Manipulation of strings: upper/lower case

Peter Nilsson · Jan 17, 2005

infobahn said:
Caution is necessary here. The behaviours of islower and toupper
are undefined if they are passed a value that is neither EOF nor
representable as an unsigned char. It is good practice, therefore,
to cast *string to unsigned char.

I believe the cast (conversion) of individual characters is
incorrect. Instead, the byte characters should be interpreted as
unsigned char...

.. char *make_upper(char *s)
.. {
.. unsigned char *us = (unsigned char *) s;
.. for (; *us; us++) *us = toupper(*us);
.. return s;
.. }

The reason being that reinterpretation is more likely to be
correct.

I did once post a query about this...
http://groups.google.com/[email protected]

Old Wolf · Jan 17, 2005

Peter said:
I believe the cast (conversion) of individual characters is
incorrect. Instead, the byte characters should be interpreted as
unsigned char...

unsigned char *us = (unsigned char *) s;

The reason being that reinterpretation is more likely to be
correct.

Casting a signed char to unsigned is always correct.
So everything else is equally or less likely to be
correct

AFAIK the standard does not explicitly say that you
can cast a (char *) to an (unsigned char *) , for example
many compilers warn about parameter type mismatches if you
pass one to a function expecting the other.
However it does say that they must have the same size,
alignment etc. etc. etc. so I don't see how an implementation
could conform but not allow the cast. (Unless it was the DS9k).

Peter Nilsson · Jan 17, 2005

Old said:
Casting a signed char to unsigned is always correct.
So everything else is equally or less likely to be
correct

Chapter and verse, please.

Consider that I/O functions write to buffers (and strings)
using unsigned char, not char. The string and mem functions
use unsigned char, not char.

My main point is that a cast from char to unsigned char may
NOT yield the original value that was written to the char.

AFAIK the standard does not explicitly say that you
can cast a (char *) to an (unsigned char *) ,

6.3.2.3p7 "... When a pointer to an object is converted to a
pointer to a character type, the result points to the lowest
addressed byte of the object. ..."

for example
many compilers warn about parameter type mismatches if you
pass one to a function expecting the other.

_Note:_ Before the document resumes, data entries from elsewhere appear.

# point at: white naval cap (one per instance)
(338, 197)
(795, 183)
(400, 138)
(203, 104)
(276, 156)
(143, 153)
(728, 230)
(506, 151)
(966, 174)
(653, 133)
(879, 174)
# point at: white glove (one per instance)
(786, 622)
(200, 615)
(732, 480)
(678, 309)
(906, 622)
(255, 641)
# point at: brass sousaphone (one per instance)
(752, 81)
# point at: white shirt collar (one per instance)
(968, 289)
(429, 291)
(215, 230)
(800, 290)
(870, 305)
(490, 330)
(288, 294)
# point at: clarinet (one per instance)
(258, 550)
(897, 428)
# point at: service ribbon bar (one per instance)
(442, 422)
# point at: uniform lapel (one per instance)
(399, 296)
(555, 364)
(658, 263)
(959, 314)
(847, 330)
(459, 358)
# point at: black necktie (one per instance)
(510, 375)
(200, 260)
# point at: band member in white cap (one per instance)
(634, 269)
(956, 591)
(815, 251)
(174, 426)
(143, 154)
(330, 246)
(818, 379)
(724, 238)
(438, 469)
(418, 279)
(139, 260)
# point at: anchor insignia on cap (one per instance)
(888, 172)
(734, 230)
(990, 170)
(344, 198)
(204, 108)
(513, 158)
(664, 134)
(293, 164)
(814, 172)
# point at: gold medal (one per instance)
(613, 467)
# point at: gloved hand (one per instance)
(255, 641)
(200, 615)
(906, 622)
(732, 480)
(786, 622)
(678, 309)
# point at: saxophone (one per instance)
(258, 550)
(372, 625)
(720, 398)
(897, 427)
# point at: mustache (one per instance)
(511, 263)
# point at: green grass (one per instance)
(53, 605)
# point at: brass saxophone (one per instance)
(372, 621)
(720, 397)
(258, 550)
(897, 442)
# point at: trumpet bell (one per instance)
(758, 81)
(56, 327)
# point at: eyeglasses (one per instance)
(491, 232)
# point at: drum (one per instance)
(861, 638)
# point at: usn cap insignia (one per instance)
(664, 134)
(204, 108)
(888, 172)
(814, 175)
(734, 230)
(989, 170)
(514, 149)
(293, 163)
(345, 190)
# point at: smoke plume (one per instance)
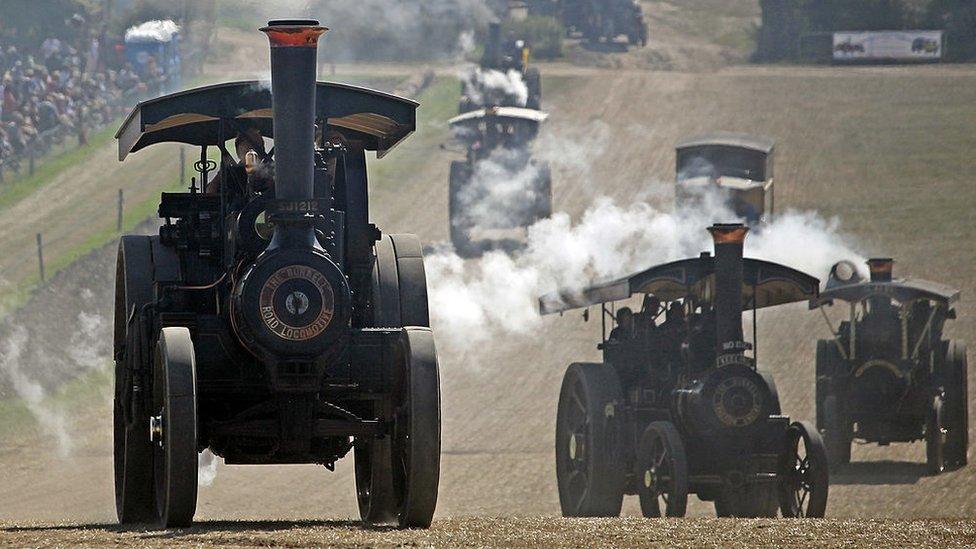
(381, 29)
(494, 87)
(496, 296)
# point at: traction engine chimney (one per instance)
(728, 239)
(294, 49)
(881, 269)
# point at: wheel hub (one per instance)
(156, 429)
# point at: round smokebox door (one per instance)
(297, 303)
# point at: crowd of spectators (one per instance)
(56, 91)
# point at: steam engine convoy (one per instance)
(889, 374)
(484, 204)
(682, 408)
(268, 320)
(736, 165)
(504, 56)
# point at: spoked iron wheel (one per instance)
(662, 471)
(837, 432)
(804, 479)
(935, 435)
(957, 405)
(173, 428)
(589, 468)
(417, 433)
(132, 449)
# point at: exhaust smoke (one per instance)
(496, 295)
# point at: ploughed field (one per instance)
(889, 151)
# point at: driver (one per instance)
(625, 330)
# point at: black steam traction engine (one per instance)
(889, 375)
(269, 321)
(506, 55)
(680, 407)
(498, 187)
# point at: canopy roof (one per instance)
(512, 113)
(901, 290)
(202, 116)
(772, 284)
(729, 139)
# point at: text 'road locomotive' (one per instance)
(268, 320)
(680, 407)
(889, 374)
(510, 58)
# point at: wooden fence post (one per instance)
(40, 255)
(118, 224)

Because many implicit conversions _require_ a diagnostic.

infobahn · Jan 18, 2005

Old said:
Casting a signed char to unsigned is always correct.

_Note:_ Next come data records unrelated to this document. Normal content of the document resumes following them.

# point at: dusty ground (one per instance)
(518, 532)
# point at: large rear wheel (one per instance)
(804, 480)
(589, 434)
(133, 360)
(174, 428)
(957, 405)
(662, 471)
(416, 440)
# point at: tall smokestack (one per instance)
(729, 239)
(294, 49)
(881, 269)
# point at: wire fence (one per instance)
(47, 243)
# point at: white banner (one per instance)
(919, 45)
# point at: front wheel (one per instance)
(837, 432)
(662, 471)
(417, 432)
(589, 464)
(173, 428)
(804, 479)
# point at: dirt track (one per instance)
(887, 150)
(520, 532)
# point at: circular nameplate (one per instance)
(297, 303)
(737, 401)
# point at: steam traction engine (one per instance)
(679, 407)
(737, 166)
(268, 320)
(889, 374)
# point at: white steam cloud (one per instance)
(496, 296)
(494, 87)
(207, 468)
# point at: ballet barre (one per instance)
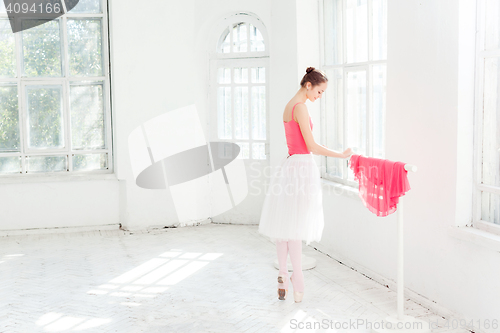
(401, 317)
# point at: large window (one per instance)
(487, 118)
(239, 81)
(54, 94)
(354, 53)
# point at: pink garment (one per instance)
(381, 183)
(294, 138)
(294, 247)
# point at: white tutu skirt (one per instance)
(293, 206)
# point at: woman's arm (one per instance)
(303, 119)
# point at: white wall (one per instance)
(429, 113)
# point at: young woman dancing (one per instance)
(293, 207)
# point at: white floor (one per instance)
(207, 278)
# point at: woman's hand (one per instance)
(347, 153)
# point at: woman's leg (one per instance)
(282, 249)
(295, 249)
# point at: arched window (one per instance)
(239, 83)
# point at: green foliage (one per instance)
(85, 47)
(42, 50)
(45, 123)
(9, 119)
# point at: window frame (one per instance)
(345, 68)
(481, 55)
(66, 81)
(238, 59)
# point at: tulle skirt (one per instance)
(293, 206)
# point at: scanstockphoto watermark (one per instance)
(354, 324)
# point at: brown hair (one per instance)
(313, 75)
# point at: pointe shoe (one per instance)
(282, 293)
(297, 296)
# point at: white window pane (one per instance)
(45, 117)
(224, 75)
(356, 111)
(379, 98)
(492, 25)
(357, 30)
(258, 75)
(88, 162)
(256, 40)
(241, 75)
(490, 207)
(259, 113)
(240, 37)
(10, 164)
(85, 47)
(9, 119)
(7, 50)
(87, 117)
(244, 150)
(379, 30)
(84, 6)
(333, 31)
(42, 49)
(46, 163)
(491, 123)
(334, 97)
(241, 130)
(258, 151)
(224, 113)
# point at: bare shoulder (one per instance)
(300, 111)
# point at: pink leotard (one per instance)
(294, 138)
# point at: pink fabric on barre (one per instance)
(294, 139)
(381, 183)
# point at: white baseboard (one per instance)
(57, 230)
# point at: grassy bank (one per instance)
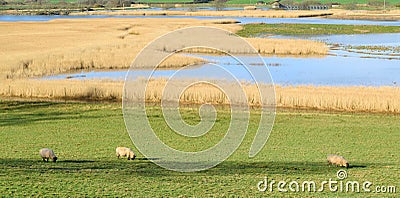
(313, 29)
(84, 137)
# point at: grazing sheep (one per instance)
(47, 154)
(123, 151)
(337, 160)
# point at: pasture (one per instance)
(84, 137)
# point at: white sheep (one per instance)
(47, 154)
(337, 160)
(123, 151)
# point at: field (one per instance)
(84, 137)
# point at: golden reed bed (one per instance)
(35, 49)
(31, 49)
(354, 99)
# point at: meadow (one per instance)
(84, 136)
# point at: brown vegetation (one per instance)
(29, 49)
(355, 99)
(237, 13)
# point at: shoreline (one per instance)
(383, 15)
(383, 99)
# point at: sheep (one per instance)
(123, 151)
(337, 160)
(47, 154)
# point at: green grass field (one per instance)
(84, 137)
(313, 29)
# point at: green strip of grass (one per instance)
(84, 137)
(250, 30)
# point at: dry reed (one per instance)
(236, 13)
(354, 99)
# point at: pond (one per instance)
(346, 65)
(243, 20)
(327, 71)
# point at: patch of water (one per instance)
(243, 20)
(328, 71)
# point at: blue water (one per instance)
(343, 69)
(331, 70)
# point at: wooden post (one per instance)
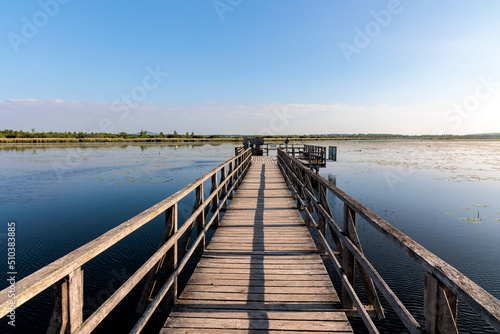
(59, 318)
(200, 220)
(223, 191)
(371, 292)
(67, 297)
(215, 200)
(171, 257)
(170, 260)
(348, 263)
(440, 307)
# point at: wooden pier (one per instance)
(261, 271)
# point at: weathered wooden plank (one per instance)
(258, 297)
(238, 331)
(257, 324)
(262, 289)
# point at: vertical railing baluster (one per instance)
(348, 262)
(200, 220)
(67, 297)
(440, 307)
(215, 200)
(170, 259)
(223, 191)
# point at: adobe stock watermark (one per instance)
(223, 6)
(11, 272)
(121, 107)
(32, 26)
(278, 122)
(364, 36)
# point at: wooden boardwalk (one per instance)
(261, 272)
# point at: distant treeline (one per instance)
(33, 136)
(81, 135)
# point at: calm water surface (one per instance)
(445, 195)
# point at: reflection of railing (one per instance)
(66, 276)
(443, 283)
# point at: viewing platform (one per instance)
(261, 270)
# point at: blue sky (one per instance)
(251, 66)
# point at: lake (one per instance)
(444, 195)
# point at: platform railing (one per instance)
(65, 275)
(443, 284)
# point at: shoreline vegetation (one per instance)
(13, 136)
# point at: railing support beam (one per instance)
(440, 307)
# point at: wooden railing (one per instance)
(443, 283)
(65, 275)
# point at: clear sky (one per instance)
(251, 66)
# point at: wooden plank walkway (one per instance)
(261, 272)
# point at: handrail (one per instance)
(446, 278)
(65, 273)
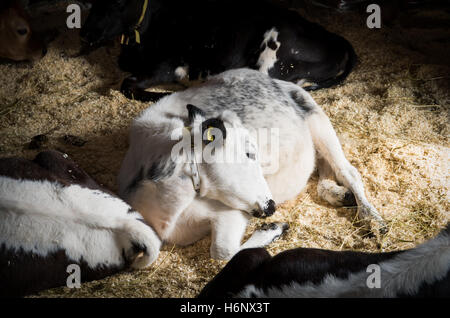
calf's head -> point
(226, 157)
(109, 19)
(17, 41)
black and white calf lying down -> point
(52, 215)
(184, 197)
(305, 272)
(186, 40)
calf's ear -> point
(194, 112)
(212, 129)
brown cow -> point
(17, 40)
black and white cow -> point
(173, 41)
(275, 134)
(52, 215)
(306, 272)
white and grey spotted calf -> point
(184, 200)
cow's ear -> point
(212, 129)
(194, 111)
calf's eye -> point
(22, 31)
(251, 156)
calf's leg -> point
(327, 145)
(329, 190)
(228, 228)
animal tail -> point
(350, 62)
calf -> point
(177, 41)
(305, 272)
(17, 40)
(52, 215)
(184, 195)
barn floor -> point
(392, 117)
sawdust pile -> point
(391, 116)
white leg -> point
(329, 190)
(228, 228)
(328, 146)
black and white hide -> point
(423, 271)
(52, 215)
(177, 41)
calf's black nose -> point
(269, 209)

Yes. His complaint is most strange, since there's nothing at all
wrong with the cast I suggested.

So everything else is equally or less likely to be
correct
AFAIK the standard does not explicitly say that you
can cast a (char *) to an (unsigned char *) ,

You can point an unsigned char * anywhere you can point (within
reason - for example, you wouldn't want to point it at a function).

The closest the Standard comes to formalising this, as far as I can
tell, is:

"Values stored in non-bit-field objects of any other object type
consist of n x CHAR_BIT bits, where n is the size of an object of
that type, in bytes. The value may be copied into an object of type
unsigned char [n] (e.g., by memcpy); the resulting set of bytes is
called the object representation of the value."

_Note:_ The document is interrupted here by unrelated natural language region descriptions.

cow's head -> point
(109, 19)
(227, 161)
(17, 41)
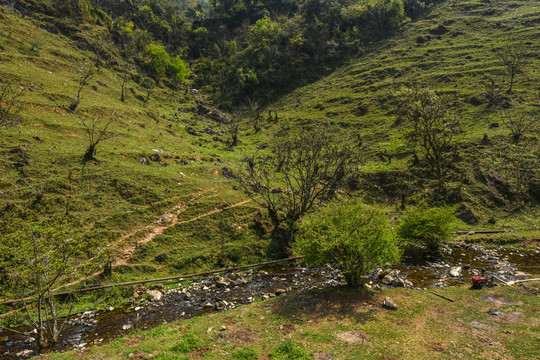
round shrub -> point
(429, 228)
(350, 236)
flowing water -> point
(231, 290)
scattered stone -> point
(159, 287)
(439, 30)
(222, 281)
(154, 295)
(161, 257)
(165, 219)
(155, 157)
(455, 271)
(494, 312)
(353, 337)
(389, 304)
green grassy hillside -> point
(451, 51)
(120, 199)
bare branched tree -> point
(514, 59)
(430, 126)
(84, 73)
(148, 84)
(520, 124)
(38, 259)
(301, 171)
(96, 130)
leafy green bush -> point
(351, 237)
(245, 354)
(290, 351)
(427, 227)
(187, 344)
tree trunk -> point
(89, 154)
(123, 98)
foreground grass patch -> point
(350, 324)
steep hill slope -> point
(451, 51)
(185, 140)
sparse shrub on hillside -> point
(493, 94)
(430, 126)
(85, 73)
(427, 227)
(148, 85)
(303, 169)
(513, 170)
(37, 258)
(96, 130)
(350, 236)
(36, 44)
(514, 58)
(520, 123)
(9, 111)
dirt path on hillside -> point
(127, 252)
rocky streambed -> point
(149, 307)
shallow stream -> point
(225, 292)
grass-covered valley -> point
(225, 135)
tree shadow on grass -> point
(337, 302)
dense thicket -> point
(243, 51)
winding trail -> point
(125, 255)
(127, 252)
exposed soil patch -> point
(479, 325)
(512, 317)
(498, 300)
(353, 337)
(239, 337)
(134, 340)
(339, 303)
(319, 355)
(437, 347)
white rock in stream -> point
(154, 295)
(455, 271)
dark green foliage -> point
(351, 237)
(9, 95)
(187, 344)
(290, 350)
(303, 169)
(39, 257)
(427, 227)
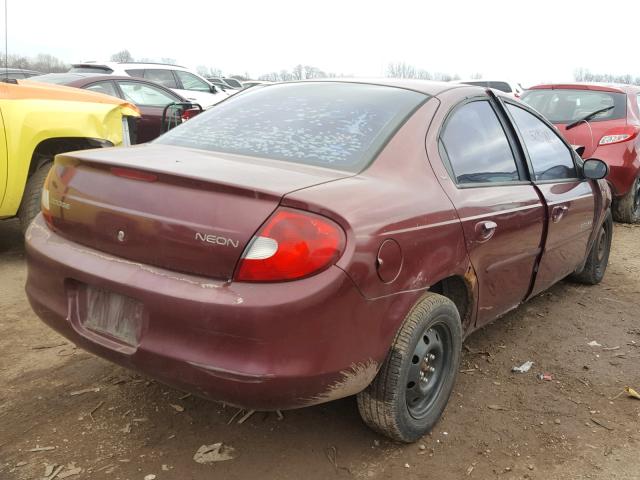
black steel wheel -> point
(428, 369)
(626, 209)
(598, 257)
(411, 389)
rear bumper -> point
(260, 346)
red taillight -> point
(292, 244)
(45, 207)
(190, 113)
(134, 174)
(619, 134)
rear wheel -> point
(598, 257)
(32, 196)
(412, 388)
(627, 208)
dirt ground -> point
(498, 424)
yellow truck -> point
(37, 122)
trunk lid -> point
(194, 212)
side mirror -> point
(595, 169)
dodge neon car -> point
(308, 241)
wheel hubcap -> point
(602, 244)
(428, 369)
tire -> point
(627, 208)
(32, 196)
(598, 256)
(388, 405)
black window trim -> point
(518, 157)
(577, 162)
(181, 85)
(112, 82)
(175, 77)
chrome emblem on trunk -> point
(217, 240)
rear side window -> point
(476, 146)
(103, 87)
(136, 72)
(163, 77)
(191, 82)
(330, 124)
(550, 157)
(567, 105)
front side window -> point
(476, 146)
(103, 87)
(191, 82)
(145, 95)
(502, 86)
(550, 157)
(337, 125)
(163, 77)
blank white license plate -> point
(113, 315)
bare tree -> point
(404, 70)
(584, 75)
(122, 56)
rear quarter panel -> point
(398, 198)
(31, 117)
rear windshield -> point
(502, 86)
(56, 78)
(566, 105)
(95, 69)
(330, 124)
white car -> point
(513, 88)
(179, 79)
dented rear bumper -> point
(259, 346)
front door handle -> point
(558, 212)
(485, 230)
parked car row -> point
(307, 241)
(150, 98)
(601, 121)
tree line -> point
(46, 63)
(585, 75)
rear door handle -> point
(558, 212)
(485, 230)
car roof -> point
(603, 87)
(428, 87)
(111, 65)
(71, 78)
(18, 70)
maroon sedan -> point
(307, 241)
(150, 97)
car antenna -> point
(6, 45)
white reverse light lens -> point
(45, 198)
(613, 139)
(262, 248)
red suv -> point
(604, 121)
(303, 242)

This doesn't actually say anything about casting, but it does say
we can represent any object using an array of unsigned char.

for example
many compilers warn about parameter type mismatches if you
pass one to a function expecting the other.

And rightly so, but not because objects can't be pointed to by
unsigned char *.

However it does say that they must have the same size,
alignment etc. etc. etc. so I don't see how an implementation
could conform but not allow the cast. (Unless it was the DS9k).

I do not believe the DS9K could refuse the cast either.

Peter Nilsson · Jan 18, 2005

infobahn said:
Yes. His complaint is most strange, since there's nothing at all
wrong with the cast I suggested.

6.2.5p3 says:

" An object declared as type char is large enough to store any
" member of the basic execution character set. If a member of the
" basic execution character set is stored in a char object, its
" value is guaranteed to be positive. If any other character is
" stored in a char object, the resulting value is implementation-
" defined but shall be within the range of values that can be
" represented in that type.

This makes it quite clear that plain char may not be sufficient
to represent the values of all (extended) characters in the
execution character set. This is the first clue that a conversion
of a plain char value might not be appropriate.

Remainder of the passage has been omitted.